Ramsey Nasr: “Een kind? Het zou leuk zijn om eens iets levends in huis te hebben, en niet alleen fossielen en een opgezette das.”Beeld Erik Smits

Naar Venetië wilde Ramsey Nasr (45) nooit, bang om zijn droombeeld kapot te maken. Nu moest hij wel, voor de toneelbewerking van Thomas Manns De dood in Venetië, en hij ervoer er meerdere existentiële shocks. “Ik ben klaar voor een ander soort leven.”

BIO Ramsey Nasr:
• geboren op 28 januari 1974 in Rotterdam 
• Nederlandse dichter, schrijver, essayist, acteur en regisseur 
• doorloopt de toneelopleiding Studio Herman Teirlinck en werkt al even als acteur
• 2000: debuteert als dichter 
• 2005-2006: stadsdichter van Antwerpen 
• 2009- 2013: Dichter des Vaderlands in Nederland 
• 2013: pakt toneel­carrière weer op, nu bij Toneelgroep Amsterdam 
• maakt grote indruk met vertolking van Howard Roark in The Fountainhead (2014), goed voor de Louis d’Or 
• speelt de veel­geprezen hoofdrol van Jude St. Francis in Een klein leven •
 ook te zien in films en tv-series 
• schrijft verder proza, columns en opiniestukken  

In zijn keuken heeft acteur en dichter Ramsey Nasr een foto van Venetië. Wacht, hij haalt hem er even bij. Het is een plaatje uit 1885, een vroege vorm van kleurenfotografie, met daarop een kerktoren, wat huisjes en een gracht. Een van de meest bezochte steden ter wereld lijkt leeg, haast post-apocalyptisch verlaten. En de kleuren zijn, in Nasrs woorden, “totaal overspannen”.

Het water in de gracht is “van een absurd diep malachietblauw”. De kerk “romig en roze”. Lang was dit zíjn Venetië: deze ruimte, deze leegte, deze kleuren. En daarom ging hij nooit. “Ik was bang mijn eigen droombeeld kapot te maken.”

Tot vorig jaar, want toen moest hij wel. Nasr, die deel uitmaakt van het acteursensemble van Internationaal Theater Amsterdam (ITA), was door regisseur Ivo van Hove gevraagd Thomas Manns novelle De dood in Venetië (1912) te bewerken voor toneel – het boek dat in 1971 zo succesvol werd verfilmd door Visconti. Uiteindelijk bezocht hij de stad drie keer. Elf weken deed hij er onderzoek naar Manns bezoek aan Venetië en volgde hij de voetstappen van Manns alter ego Gustav von Aschenbach, de oudere schrijver die op het Lido-strand fataal verliefd wordt op de piepjonge Tadzio. Nasr speelt zelf Von Aschenbach. “Ik wilde een plattegrond maken van zijn verliefdheid.”

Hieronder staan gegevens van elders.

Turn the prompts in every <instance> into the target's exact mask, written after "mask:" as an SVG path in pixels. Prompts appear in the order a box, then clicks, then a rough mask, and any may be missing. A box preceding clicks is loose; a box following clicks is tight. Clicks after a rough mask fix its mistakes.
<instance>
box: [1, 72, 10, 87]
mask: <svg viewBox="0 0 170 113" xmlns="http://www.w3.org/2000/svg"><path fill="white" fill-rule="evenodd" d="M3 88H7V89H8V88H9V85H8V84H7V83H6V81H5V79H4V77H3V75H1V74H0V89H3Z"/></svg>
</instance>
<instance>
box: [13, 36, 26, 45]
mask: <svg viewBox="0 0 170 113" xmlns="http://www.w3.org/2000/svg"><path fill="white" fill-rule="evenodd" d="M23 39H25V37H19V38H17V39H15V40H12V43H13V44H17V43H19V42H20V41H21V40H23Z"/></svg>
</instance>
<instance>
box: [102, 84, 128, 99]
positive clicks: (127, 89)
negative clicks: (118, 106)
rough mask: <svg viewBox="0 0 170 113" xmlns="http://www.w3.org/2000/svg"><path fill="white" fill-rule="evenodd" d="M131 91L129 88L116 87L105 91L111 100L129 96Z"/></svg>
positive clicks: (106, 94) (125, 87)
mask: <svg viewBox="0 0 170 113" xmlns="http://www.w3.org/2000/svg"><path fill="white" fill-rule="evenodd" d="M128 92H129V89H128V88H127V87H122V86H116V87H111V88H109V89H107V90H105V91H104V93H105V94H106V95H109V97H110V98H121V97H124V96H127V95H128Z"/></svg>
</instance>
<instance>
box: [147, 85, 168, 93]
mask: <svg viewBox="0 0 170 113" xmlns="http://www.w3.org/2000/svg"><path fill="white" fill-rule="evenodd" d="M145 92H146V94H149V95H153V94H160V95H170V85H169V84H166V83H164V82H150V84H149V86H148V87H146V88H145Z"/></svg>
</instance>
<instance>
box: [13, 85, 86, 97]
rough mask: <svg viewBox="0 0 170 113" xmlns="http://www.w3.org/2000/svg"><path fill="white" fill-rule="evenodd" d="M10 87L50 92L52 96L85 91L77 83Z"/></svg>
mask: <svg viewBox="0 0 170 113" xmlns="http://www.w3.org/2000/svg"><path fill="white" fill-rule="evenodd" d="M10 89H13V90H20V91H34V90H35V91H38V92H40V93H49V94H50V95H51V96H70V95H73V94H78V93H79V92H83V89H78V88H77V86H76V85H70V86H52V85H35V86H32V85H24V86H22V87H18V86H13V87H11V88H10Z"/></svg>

Wat trof je in Venetië aan?

Ramsey Nasr: “Het was bizar, alsof ik mijn eigen fantasie binnenstapte. Bij deze foto dacht ik vaak: die kleur water, in een stad, kan dat? Nee, denk je dan, tuurlijk niet. Dan ga je ernaartoe en ontdek je: wel dus. Het is zo mooi als op de foto. Alle clichés over Venetië kloppen, en het blijft adembenemend.

“De eerste keer dat ik zo’n vaporetto nam, varend langs de palazzi, overviel me zo’n onwaarschijnlijk gevoel van geluk. De stad bleek heel anders te zijn dan ik me had voorgesteld en tegelijk precies hetzelfde. Het bezoek nam me niks af, integendeel. Ik kreeg er tranen van in mijn ogen.”

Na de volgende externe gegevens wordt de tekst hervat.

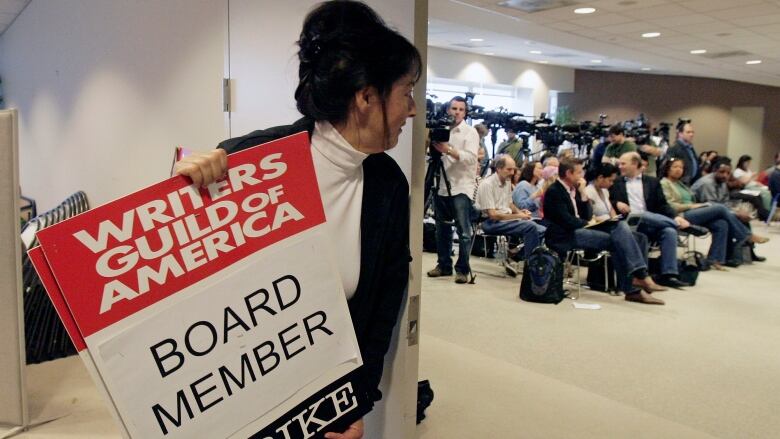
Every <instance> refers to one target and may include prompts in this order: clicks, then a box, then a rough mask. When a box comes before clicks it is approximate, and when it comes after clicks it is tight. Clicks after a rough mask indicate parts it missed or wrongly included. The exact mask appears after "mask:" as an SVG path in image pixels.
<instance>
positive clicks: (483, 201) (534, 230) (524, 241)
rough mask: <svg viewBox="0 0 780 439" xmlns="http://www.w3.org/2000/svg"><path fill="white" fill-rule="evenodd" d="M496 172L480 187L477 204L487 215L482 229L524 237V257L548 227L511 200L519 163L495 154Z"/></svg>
mask: <svg viewBox="0 0 780 439" xmlns="http://www.w3.org/2000/svg"><path fill="white" fill-rule="evenodd" d="M495 164H496V172H495V174H491V175H490V176H488V177H487V178H485V180H483V181H482V183H480V185H479V189H478V190H477V199H476V203H475V204H476V208H477V209H479V210H481V211H482V212H483V213H484V214H485V216H487V219H486V220H485V221H484V222H483V223H482V231H483V232H485V233H487V234H489V235H508V236H512V237H518V238H522V239H523V244H524V245H523V247H524V249H525V258H526V259H528V257H529V256H531V252H532V251H533V250H534V249H535V248H536V247H538V246H539V244H540V243H541V242H542V238H544V231H545V230H546V227H544V226H542V225H540V224H537V223H536V222H534V221H532V220H531V218H532V214H531V212H530V211H528V210H525V209H522V210H521V209H518V208H517V206H515V205H514V204H513V203H512V176H513V175H514V174H515V173H516V172H517V165H515V161H514V160H512V157H509V156H508V155H506V154H503V155H500V156H497V157H496V160H495Z"/></svg>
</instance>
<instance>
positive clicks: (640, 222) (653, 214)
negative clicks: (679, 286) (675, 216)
mask: <svg viewBox="0 0 780 439" xmlns="http://www.w3.org/2000/svg"><path fill="white" fill-rule="evenodd" d="M636 230H637V232H639V233H643V234H645V235H647V237H648V239H650V241H654V242H657V243H658V245H659V246H660V247H661V274H671V275H677V272H678V268H677V223H676V222H675V221H674V220H673V219H671V218H669V217H668V216H664V215H660V214H657V213H653V212H644V213H642V217H641V220H640V221H639V225H638V226H637V228H636Z"/></svg>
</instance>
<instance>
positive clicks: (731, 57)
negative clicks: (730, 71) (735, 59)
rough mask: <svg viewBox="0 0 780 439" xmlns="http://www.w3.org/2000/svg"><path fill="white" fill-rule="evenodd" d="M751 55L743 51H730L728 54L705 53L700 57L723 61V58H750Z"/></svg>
mask: <svg viewBox="0 0 780 439" xmlns="http://www.w3.org/2000/svg"><path fill="white" fill-rule="evenodd" d="M750 55H753V54H752V53H750V52H746V51H744V50H732V51H730V52H712V53H709V52H708V53H705V54H702V55H701V56H703V57H705V58H709V59H723V58H734V57H737V56H750Z"/></svg>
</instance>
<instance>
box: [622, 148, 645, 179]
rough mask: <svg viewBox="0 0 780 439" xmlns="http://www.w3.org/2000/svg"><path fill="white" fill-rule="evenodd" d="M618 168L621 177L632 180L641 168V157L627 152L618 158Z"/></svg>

Nasr verbleef op het eiland San Giorgio Maggiore, in een voormalig benedictijnenklooster dat nu dienstdoet als studiecentrum. “Er is daar geen supermarkt, geen café, niks. Alleen die kerk en een campus waar niemand was. Ja, ik en één student. Ik moest elke dag in dat immense gebouw zelf alle lichten aandoen.”

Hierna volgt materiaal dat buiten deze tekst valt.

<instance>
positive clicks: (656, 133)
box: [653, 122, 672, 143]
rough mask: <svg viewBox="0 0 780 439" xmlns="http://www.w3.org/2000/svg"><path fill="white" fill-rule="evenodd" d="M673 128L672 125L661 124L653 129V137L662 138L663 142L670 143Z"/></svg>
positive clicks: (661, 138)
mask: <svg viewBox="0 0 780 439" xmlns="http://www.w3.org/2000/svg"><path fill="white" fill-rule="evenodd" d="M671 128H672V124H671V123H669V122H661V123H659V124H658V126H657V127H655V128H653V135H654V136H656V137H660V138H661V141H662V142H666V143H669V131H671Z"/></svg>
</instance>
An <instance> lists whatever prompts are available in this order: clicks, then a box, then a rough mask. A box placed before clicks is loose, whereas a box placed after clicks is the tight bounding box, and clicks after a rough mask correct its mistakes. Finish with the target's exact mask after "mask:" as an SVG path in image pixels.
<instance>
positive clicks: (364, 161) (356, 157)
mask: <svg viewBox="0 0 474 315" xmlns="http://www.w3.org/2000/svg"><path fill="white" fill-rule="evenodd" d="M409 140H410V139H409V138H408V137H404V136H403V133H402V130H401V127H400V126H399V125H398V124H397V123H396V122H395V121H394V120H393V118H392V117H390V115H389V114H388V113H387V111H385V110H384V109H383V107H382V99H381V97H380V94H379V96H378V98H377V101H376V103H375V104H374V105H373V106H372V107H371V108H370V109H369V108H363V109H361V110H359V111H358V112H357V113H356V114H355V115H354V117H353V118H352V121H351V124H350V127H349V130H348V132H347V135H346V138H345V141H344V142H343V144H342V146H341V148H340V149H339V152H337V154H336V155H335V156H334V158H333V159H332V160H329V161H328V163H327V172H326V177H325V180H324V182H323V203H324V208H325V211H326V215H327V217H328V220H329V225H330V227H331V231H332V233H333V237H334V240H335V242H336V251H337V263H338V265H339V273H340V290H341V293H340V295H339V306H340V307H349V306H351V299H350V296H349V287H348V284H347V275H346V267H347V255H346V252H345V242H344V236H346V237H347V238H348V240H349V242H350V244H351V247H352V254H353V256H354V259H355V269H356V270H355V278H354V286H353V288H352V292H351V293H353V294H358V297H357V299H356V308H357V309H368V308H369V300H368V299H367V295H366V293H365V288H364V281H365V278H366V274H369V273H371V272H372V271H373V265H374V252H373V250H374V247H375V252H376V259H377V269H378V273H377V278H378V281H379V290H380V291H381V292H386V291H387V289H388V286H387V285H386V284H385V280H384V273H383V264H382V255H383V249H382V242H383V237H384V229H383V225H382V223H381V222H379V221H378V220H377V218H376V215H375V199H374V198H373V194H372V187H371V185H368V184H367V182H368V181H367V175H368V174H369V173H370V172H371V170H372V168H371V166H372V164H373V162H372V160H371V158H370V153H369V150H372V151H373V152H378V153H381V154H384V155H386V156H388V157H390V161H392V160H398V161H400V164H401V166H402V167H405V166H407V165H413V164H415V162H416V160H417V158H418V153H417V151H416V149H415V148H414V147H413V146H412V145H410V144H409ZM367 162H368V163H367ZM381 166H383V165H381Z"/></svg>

Hij nam een stapel boeken mee – memoires, biografieën, essays en romans – en zocht in archieven naar oude foto’s van Venetië en het Lido van rond 1911. Hij bezocht het Grand Hôtel des Bains, waar zowel Mann als zijn personage Von Aschenbach verbleef. En hij schreef. Niet alleen de bewerking, maar ook een persoonlijk essay met bespiegelingen over de stad, zijn leven en het kunstenaarschap. Beide werken verschenen op 4 april gebundeld bij uitgeverij De Bezige Bij onder de titel Mijn dood in Venetië.

Scène uit de toneelvoorstelling ‘Mijn dood in Venetië’ door Toneelgroep Amsterdam.Beeld Jan Versweyveld

Nasr serveert sterke koffie (“dan blijf ik scherp”) en truffelchocola waarvan hij zelf niet eet: hij moet voor zijn rol nog een beetje afvallen. Op tafel staan brokken zeldzaam gesteente en 19de-eeuwse foto’s uitgestald.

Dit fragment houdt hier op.